„Es war noch nie so schlimm“ wie jetzt, sagt Gerhard Brand. Foto: dpa/Uwe Anspach

Laut einer Studie war Im vergangenen Jahr in fast allen Kitas im Land zeitweise nicht einmal mehr eine Minimalbesetzung im Dienst.

Jede dritte Kita in Baden-Württemberg war im vergangenen Jahr an vier von zehn Tagen so schlecht besetzt, dass die Aufsichtspflicht in der Einrichtung gefährdet war. In jeder sechsten Kita war das sogar an sechs von zehn Tagen der Fall, das ist doppelt so häufig wie im Jahr zuvor. Das ist das Ergebnis der Studie des Deutschen Kitaleitungs-Kongresses (DKLK), einer Befragung von bundesweit 4827 Kitaleitungen im Auftrag des Verbands für Bildung und Erziehung (VBE). Knapp 2000 Befragte kommen aus dem Südwesten. Die personelle Lage der Kindertagesstätten „war noch nie schlimmer“, sagte der baden-württembergische VBE-Chef Gerhard Brand, und sie werde sich weiter zuspitzen, warnte er.

Brand rechnet damit, dass mit dem Beginn der ukrainischen Sommerferien noch mehr Familien ihr Land verlassen in andere Länder fliehen werden. Im Übrigen hat ab dem Schuljahr 2026/2027 jedes Grundschulkind einen Rechtsanspruch auf einen Ganztagsplatz, sodass in diesem Bereich noch mehr pädagogische Fachkräfte als jetzt gebraucht werden, die den Kitas dann fehlen.
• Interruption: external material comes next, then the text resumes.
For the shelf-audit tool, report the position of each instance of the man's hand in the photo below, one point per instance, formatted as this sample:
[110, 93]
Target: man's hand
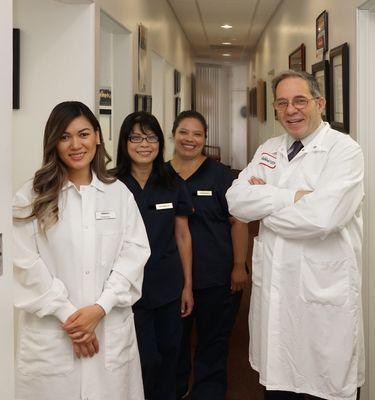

„Wir machen Abstriche an der Sicherheit der Kinder“

Aktuell arbeiten 98 000 Fachkräfte in den Kitas im Land. Für eine angemessene Betreuung wären aber fast doppelt so viele notwendig, so Brand, nämlich 80 000 mehr. „Wenn wir es nicht schaffen, mehr Personal in die Kitas zu bekommen, werden wir Einrichtungen schließen müssen.“ Aktuell mache man Abstriche nicht nur an der Qualität der Betreuung, sondern „auch an der Sicherheit der Kinder“.

In Baden-Württemberg gilt ein Betreuungsschlüssel für unter Dreijährige von einer Fachkraft auf drei Kinder. Bei den Drei- bis Sechsjährigen sollen laut der Empfehlung ein Erzieher 7,5 Kinder betreuen. Tatsächlich betreue aber in jeder zehnten Krippe im Land eine Fachkraft acht unter Dreijährige. In mehr als jeder vierten Kita ist eine Erzieherin für zwölf Kinder oder mehr verantwortlich.

Genommen wird wer kommt

83 Prozent der befragten Kita-Leiter hatten denn auch angegeben, die Personalnot habe sich in den vergangenen zwölf Monaten verschärft. Im Jahr zuvor lag diese Quote noch bei 70 Prozent. Das sorge auch dafür, dass genommen wird wer kommt: Fast 60 Prozent der Befragten gaben an, mittlerweile würde Personal eingestellt, das früher noch keinen Arbeitsvertrag bekommen hätte.

Der VBE fordert eine landesweite abgestimmte, flächendeckende Fachkräfteoffensive. Die Kita-Leitungen bräuchten mehr Unterstützung, etwa durch mehr Stunden, die tatsächlich für die Leitungsaufgaben reserviert sind, aber auch durch nichtpädagogische Mitarbeiter, die sich um Verwaltungsarbeit kümmern könnten, wie etwa die Aufnahme von Kindern in einer Einrichtung. Die SPD nannte die Ergebnisse erschreckend.